Shares rose to a high of $18 per share early in 2021 as momentum was strong. Later it became evident that 2021 revenues rose to $243 million having doubled in just a couple of years, albeit that operating losses of $128 million were substantial. The huge sales growth number in relation to reasonable sales multiples looked interesting, but the burn rate remained significant by all means. This was picked up by other investors as well as shares fell to the $10 mark early in 2022, traded at just $6 in the summer and traded at $9 when I picked up coverage again in October last year.
With a $1.2 billion enterprise valuation at $9, I was a bit cautious even as sales were trending at $360 million a year. Losses continued to be reported at a run rate of around $140 million, still $100 million if we exclude amortization charges and litigation charges. Quite frankly, I need to see some margin improvements before getting upbeat as the loss rate was substantial.
Shares Have Taken Off
Since October shares have seen a big rally from $9 to $15 per share at this point in time, as shares have moved up in a rather gradual fashion. By February shares had risen to the $15 mark already as the company reported a 44% increase in full year sale to $351 million, on which a GAAP operating loss of $147 million was reported.
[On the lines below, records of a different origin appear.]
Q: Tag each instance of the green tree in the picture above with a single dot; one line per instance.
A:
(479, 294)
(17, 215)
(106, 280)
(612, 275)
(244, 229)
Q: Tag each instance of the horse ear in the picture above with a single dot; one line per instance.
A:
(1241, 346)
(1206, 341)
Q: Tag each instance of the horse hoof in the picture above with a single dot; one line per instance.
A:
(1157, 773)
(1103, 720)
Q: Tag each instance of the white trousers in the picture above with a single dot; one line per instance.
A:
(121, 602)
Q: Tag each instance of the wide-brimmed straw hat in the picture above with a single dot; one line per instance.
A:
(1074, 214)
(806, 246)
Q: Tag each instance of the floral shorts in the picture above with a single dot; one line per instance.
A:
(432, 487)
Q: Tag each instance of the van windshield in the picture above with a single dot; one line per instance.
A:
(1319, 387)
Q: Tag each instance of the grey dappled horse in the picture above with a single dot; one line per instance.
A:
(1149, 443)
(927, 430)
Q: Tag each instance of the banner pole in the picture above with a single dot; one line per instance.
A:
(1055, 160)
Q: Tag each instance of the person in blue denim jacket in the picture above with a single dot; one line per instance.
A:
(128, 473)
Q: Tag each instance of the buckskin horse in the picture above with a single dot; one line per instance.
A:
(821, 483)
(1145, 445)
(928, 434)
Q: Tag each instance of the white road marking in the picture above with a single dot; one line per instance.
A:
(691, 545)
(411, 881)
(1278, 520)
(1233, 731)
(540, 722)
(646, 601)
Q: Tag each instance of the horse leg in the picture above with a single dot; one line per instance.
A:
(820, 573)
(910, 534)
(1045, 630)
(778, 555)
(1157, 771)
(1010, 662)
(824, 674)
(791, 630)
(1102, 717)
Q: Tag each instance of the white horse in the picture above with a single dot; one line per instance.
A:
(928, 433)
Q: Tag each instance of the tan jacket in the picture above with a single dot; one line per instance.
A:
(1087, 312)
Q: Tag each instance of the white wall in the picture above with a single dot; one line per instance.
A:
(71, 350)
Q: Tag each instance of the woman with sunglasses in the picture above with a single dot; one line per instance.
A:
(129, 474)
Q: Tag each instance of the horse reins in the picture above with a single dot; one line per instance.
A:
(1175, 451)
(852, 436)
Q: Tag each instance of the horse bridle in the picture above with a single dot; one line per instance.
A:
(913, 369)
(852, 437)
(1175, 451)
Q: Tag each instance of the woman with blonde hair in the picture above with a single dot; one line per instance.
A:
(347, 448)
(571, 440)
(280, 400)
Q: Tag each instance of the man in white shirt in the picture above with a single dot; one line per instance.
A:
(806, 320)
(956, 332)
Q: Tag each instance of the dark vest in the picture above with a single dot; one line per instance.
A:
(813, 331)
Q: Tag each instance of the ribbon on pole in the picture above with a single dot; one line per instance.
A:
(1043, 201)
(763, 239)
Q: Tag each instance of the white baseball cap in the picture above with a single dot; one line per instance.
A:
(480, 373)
Fourth quarter revenues rose to nearly $106 million with some operating leverage seen as operating losses improved a bit to $35 million. The company guided for 2023 revenues to rise by about 25% to approximately $438 million. That actually did not look that convincing to me as the fourth quarter revenue number already trended at $424 million, albeit that the fourth quarter is typically seasonally stronger. Continued dilution made that the share count has risen to 106 million shares, which at $15 works down to a $1.6 billion equity valuation.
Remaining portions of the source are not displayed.